Wednesday, March 15, 2006

Hard links!

I found the Unix Hater's Handbook for the umpteenth time. When I was in high school, I got it out from the public library. It's a long rant, but it's cute. It has many stories of ancient relics, such as LispM, and early Unix frustration... (One can also peruse some archives of the Unix Haters' mailing list.)

In the last chapter, they bring up one of my favorite things: hard links. Most of you probably don't care, but that hasn't stopped me yet. Hard links are absolutely wonderful creations. Most Unix-like filesystems behave very similarly. Information on a file (such as its owner and permissions and where it is located on disk) are stored in a central place. This allows for a little legerdemain. The filename is not part of this information. Instead, the filesystem views directories as lists of names and associated files (i.e. pointers to these blocks of information).

This means the name, and location in the directory hierarchy are not inherent properties of a file. It is possible that a file on disk is "hooked into" the directory hierarchy at no places (this shouldn't happen) or at more than one place.
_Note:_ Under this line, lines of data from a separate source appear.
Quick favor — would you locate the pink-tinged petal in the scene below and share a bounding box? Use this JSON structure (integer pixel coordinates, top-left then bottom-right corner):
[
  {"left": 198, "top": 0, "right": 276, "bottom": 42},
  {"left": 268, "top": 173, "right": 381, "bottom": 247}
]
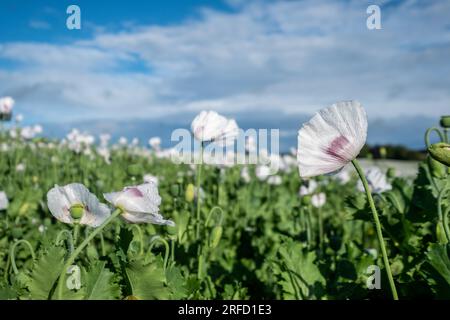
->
[
  {"left": 125, "top": 187, "right": 144, "bottom": 198},
  {"left": 104, "top": 182, "right": 173, "bottom": 225},
  {"left": 297, "top": 101, "right": 367, "bottom": 178}
]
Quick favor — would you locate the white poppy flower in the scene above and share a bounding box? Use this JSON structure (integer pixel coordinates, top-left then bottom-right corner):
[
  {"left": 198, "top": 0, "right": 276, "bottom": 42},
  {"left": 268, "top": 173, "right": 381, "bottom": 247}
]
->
[
  {"left": 245, "top": 136, "right": 257, "bottom": 153},
  {"left": 143, "top": 174, "right": 159, "bottom": 186},
  {"left": 0, "top": 97, "right": 15, "bottom": 114},
  {"left": 267, "top": 175, "right": 283, "bottom": 186},
  {"left": 358, "top": 167, "right": 392, "bottom": 193},
  {"left": 0, "top": 191, "right": 9, "bottom": 210},
  {"left": 298, "top": 180, "right": 318, "bottom": 196},
  {"left": 335, "top": 170, "right": 351, "bottom": 184},
  {"left": 47, "top": 183, "right": 111, "bottom": 227},
  {"left": 103, "top": 183, "right": 175, "bottom": 226},
  {"left": 255, "top": 166, "right": 271, "bottom": 181},
  {"left": 119, "top": 137, "right": 128, "bottom": 146},
  {"left": 241, "top": 167, "right": 251, "bottom": 183},
  {"left": 311, "top": 192, "right": 327, "bottom": 208},
  {"left": 191, "top": 111, "right": 239, "bottom": 146},
  {"left": 15, "top": 113, "right": 23, "bottom": 123},
  {"left": 297, "top": 101, "right": 367, "bottom": 178}
]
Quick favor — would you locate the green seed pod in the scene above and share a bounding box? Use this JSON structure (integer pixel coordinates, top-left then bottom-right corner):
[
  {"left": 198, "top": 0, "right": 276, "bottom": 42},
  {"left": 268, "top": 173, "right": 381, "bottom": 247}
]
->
[
  {"left": 386, "top": 167, "right": 397, "bottom": 179},
  {"left": 170, "top": 184, "right": 180, "bottom": 197},
  {"left": 440, "top": 116, "right": 450, "bottom": 128},
  {"left": 302, "top": 195, "right": 311, "bottom": 206},
  {"left": 209, "top": 226, "right": 223, "bottom": 248},
  {"left": 428, "top": 156, "right": 445, "bottom": 178},
  {"left": 185, "top": 183, "right": 195, "bottom": 202},
  {"left": 127, "top": 164, "right": 144, "bottom": 176},
  {"left": 428, "top": 142, "right": 450, "bottom": 167},
  {"left": 436, "top": 223, "right": 447, "bottom": 244},
  {"left": 380, "top": 147, "right": 387, "bottom": 159},
  {"left": 70, "top": 204, "right": 84, "bottom": 220}
]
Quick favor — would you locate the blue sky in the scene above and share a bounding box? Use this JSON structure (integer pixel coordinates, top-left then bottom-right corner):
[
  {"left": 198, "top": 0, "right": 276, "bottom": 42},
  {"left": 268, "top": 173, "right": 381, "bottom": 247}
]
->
[{"left": 0, "top": 0, "right": 450, "bottom": 146}]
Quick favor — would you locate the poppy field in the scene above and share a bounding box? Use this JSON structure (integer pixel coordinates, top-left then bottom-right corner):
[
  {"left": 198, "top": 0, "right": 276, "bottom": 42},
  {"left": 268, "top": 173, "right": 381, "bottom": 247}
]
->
[{"left": 0, "top": 99, "right": 450, "bottom": 300}]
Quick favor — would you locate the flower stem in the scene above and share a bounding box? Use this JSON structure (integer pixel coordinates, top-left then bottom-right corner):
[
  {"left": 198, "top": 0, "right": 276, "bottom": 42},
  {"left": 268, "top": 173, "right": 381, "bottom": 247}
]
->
[
  {"left": 195, "top": 142, "right": 203, "bottom": 240},
  {"left": 317, "top": 208, "right": 323, "bottom": 252},
  {"left": 352, "top": 159, "right": 398, "bottom": 300},
  {"left": 73, "top": 223, "right": 80, "bottom": 247},
  {"left": 437, "top": 187, "right": 450, "bottom": 243},
  {"left": 57, "top": 209, "right": 122, "bottom": 300}
]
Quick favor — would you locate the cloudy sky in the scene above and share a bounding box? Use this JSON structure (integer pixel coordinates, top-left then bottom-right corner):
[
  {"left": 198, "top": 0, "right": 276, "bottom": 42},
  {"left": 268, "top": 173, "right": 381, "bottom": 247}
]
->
[{"left": 0, "top": 0, "right": 450, "bottom": 147}]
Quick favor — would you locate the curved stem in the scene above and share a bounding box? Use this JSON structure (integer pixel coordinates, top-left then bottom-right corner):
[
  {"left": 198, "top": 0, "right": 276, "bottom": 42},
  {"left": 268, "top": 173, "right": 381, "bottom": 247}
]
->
[
  {"left": 56, "top": 230, "right": 74, "bottom": 254},
  {"left": 425, "top": 127, "right": 446, "bottom": 148},
  {"left": 352, "top": 159, "right": 398, "bottom": 300},
  {"left": 133, "top": 224, "right": 144, "bottom": 255},
  {"left": 100, "top": 233, "right": 106, "bottom": 257},
  {"left": 195, "top": 142, "right": 203, "bottom": 240},
  {"left": 57, "top": 209, "right": 122, "bottom": 300},
  {"left": 443, "top": 207, "right": 450, "bottom": 244},
  {"left": 9, "top": 239, "right": 36, "bottom": 274},
  {"left": 317, "top": 208, "right": 323, "bottom": 252},
  {"left": 147, "top": 236, "right": 170, "bottom": 271},
  {"left": 437, "top": 187, "right": 450, "bottom": 243},
  {"left": 73, "top": 223, "right": 80, "bottom": 247}
]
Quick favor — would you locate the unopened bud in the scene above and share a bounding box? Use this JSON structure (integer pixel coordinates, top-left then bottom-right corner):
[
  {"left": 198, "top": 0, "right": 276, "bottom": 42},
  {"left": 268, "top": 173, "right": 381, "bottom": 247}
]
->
[
  {"left": 440, "top": 116, "right": 450, "bottom": 128},
  {"left": 127, "top": 164, "right": 143, "bottom": 176},
  {"left": 428, "top": 142, "right": 450, "bottom": 167},
  {"left": 209, "top": 226, "right": 223, "bottom": 248},
  {"left": 302, "top": 195, "right": 311, "bottom": 206},
  {"left": 185, "top": 183, "right": 195, "bottom": 202}
]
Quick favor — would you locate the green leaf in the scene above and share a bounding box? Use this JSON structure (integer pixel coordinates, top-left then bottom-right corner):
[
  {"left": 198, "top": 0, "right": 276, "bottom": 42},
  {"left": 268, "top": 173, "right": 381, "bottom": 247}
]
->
[
  {"left": 28, "top": 246, "right": 66, "bottom": 300},
  {"left": 0, "top": 287, "right": 17, "bottom": 300},
  {"left": 274, "top": 239, "right": 325, "bottom": 300},
  {"left": 126, "top": 259, "right": 169, "bottom": 300},
  {"left": 427, "top": 243, "right": 450, "bottom": 286},
  {"left": 166, "top": 267, "right": 188, "bottom": 300},
  {"left": 83, "top": 261, "right": 120, "bottom": 300}
]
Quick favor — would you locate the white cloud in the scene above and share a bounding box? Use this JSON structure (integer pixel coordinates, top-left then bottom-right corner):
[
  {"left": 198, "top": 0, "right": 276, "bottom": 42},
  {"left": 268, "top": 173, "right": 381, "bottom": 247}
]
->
[{"left": 0, "top": 0, "right": 450, "bottom": 122}]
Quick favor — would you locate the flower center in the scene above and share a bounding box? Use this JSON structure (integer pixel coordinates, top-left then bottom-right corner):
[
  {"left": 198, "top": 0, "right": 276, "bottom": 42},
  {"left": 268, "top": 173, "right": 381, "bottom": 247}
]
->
[
  {"left": 325, "top": 136, "right": 350, "bottom": 162},
  {"left": 70, "top": 204, "right": 84, "bottom": 220}
]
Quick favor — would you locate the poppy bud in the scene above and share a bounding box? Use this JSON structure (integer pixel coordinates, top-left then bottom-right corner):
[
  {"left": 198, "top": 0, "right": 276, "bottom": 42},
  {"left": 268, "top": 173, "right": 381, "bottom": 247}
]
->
[
  {"left": 209, "top": 226, "right": 223, "bottom": 248},
  {"left": 127, "top": 164, "right": 143, "bottom": 176},
  {"left": 428, "top": 142, "right": 450, "bottom": 167},
  {"left": 70, "top": 204, "right": 84, "bottom": 220},
  {"left": 185, "top": 183, "right": 195, "bottom": 202},
  {"left": 436, "top": 223, "right": 447, "bottom": 244},
  {"left": 302, "top": 195, "right": 311, "bottom": 206},
  {"left": 428, "top": 156, "right": 445, "bottom": 178},
  {"left": 386, "top": 167, "right": 397, "bottom": 179},
  {"left": 380, "top": 147, "right": 387, "bottom": 159},
  {"left": 11, "top": 227, "right": 23, "bottom": 239},
  {"left": 170, "top": 184, "right": 180, "bottom": 197},
  {"left": 440, "top": 116, "right": 450, "bottom": 128}
]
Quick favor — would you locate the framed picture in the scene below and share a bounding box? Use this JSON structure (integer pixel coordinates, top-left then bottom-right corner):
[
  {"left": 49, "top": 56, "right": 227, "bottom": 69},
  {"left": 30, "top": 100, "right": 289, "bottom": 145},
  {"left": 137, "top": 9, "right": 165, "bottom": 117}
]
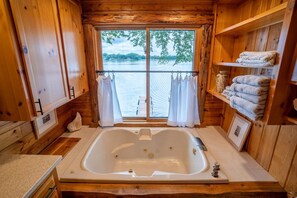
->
[{"left": 227, "top": 113, "right": 251, "bottom": 151}]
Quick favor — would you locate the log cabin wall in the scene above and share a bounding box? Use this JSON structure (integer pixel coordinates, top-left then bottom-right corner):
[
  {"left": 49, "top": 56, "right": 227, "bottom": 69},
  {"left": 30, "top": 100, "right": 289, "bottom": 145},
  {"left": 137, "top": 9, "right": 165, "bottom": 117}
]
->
[
  {"left": 82, "top": 0, "right": 223, "bottom": 126},
  {"left": 210, "top": 0, "right": 297, "bottom": 192},
  {"left": 0, "top": 92, "right": 92, "bottom": 154}
]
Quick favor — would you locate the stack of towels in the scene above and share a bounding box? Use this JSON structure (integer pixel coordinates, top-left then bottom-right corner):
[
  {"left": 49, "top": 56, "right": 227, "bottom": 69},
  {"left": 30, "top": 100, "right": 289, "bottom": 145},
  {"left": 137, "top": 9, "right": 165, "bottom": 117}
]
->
[
  {"left": 222, "top": 75, "right": 270, "bottom": 121},
  {"left": 236, "top": 51, "right": 276, "bottom": 67}
]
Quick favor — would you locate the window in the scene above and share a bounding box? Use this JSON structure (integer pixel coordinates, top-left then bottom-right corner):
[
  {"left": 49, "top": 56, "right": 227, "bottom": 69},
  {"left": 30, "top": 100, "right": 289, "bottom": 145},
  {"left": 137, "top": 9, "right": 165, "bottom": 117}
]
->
[{"left": 101, "top": 29, "right": 195, "bottom": 119}]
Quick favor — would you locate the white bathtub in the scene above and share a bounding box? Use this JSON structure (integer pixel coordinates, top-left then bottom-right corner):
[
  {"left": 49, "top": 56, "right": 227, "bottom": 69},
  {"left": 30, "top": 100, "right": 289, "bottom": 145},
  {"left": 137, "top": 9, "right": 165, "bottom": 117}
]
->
[{"left": 61, "top": 128, "right": 228, "bottom": 183}]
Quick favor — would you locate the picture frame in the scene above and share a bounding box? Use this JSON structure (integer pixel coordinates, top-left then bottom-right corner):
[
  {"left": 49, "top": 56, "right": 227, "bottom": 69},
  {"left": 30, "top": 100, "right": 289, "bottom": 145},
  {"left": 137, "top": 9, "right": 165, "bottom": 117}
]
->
[{"left": 227, "top": 113, "right": 252, "bottom": 151}]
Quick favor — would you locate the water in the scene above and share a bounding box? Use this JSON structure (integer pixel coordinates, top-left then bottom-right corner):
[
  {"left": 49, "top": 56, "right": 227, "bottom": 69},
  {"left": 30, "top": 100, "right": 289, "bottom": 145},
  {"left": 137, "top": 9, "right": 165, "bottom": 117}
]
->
[{"left": 103, "top": 60, "right": 193, "bottom": 118}]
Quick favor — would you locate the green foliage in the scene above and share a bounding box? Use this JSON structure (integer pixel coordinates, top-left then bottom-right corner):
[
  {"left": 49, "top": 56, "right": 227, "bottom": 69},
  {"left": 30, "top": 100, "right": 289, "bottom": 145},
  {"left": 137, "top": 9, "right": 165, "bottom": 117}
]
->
[{"left": 101, "top": 30, "right": 195, "bottom": 65}]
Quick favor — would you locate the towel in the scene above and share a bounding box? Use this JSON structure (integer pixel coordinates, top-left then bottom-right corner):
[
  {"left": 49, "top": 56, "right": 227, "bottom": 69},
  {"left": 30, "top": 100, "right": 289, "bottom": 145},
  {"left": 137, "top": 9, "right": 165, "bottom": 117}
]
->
[
  {"left": 233, "top": 92, "right": 267, "bottom": 105},
  {"left": 232, "top": 75, "right": 270, "bottom": 86},
  {"left": 239, "top": 51, "right": 277, "bottom": 61},
  {"left": 230, "top": 104, "right": 264, "bottom": 121},
  {"left": 231, "top": 83, "right": 269, "bottom": 96},
  {"left": 236, "top": 58, "right": 275, "bottom": 67},
  {"left": 222, "top": 89, "right": 234, "bottom": 100},
  {"left": 230, "top": 96, "right": 265, "bottom": 114}
]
This latter condition is known as a hard link. This means one has the exact same file at two (or more) different locations in the filesystem, possibly in two different directories, possibly with different names. This is not just an exact copy--it's the exact same file, and it's only taking up space for one.

Why is this useful you ask? That's a very good question. Hard links do seem arcane at first glance. One could use them to get a certain amount of safety. Say you have an important file. Hard link it to a safe place. It can still get screwed by malicious actors--it's the same file--but if your usual editor breaks hard links (i.e. when it edits a file, it takes a hard linked file, and replaces it with a copy) you will be safe from accidentally messing it up. You have a known good copy in the "safe place."

An even better use is to create branches cheaply. When I program something (I've been known to do this ;)), and I want to work on some feature or another, I can hardlink the entire directory structure over. This is quicker than copying, and it uses much less disk space. Then my editor can break the links for any files I edit. And I now have two directory structures: one with the unmodified source and one with the modified source. And they get to share the disk space for all the unedited files! Yes, disk is cheap, but my laptop hard disk isn't that big. (There are even certain revision control systems that can work within this setting. Even cooler!)

To create a hard link, just run ln filename linkname. They must be on the same filesystem. After this you'll now have a file called linkname which is identical in every respect to filename. If you want to do this on a whole directory structure, you can run cp -al directory/ newdirectory/. Now you'll have a new directory structure newdirectory/ with exactly the same files as directory/.

Then, you may want to teach your editor to break hard links. For vim you can do this by putting set backupcopy=auto,breakhardlink in your .vimrc file.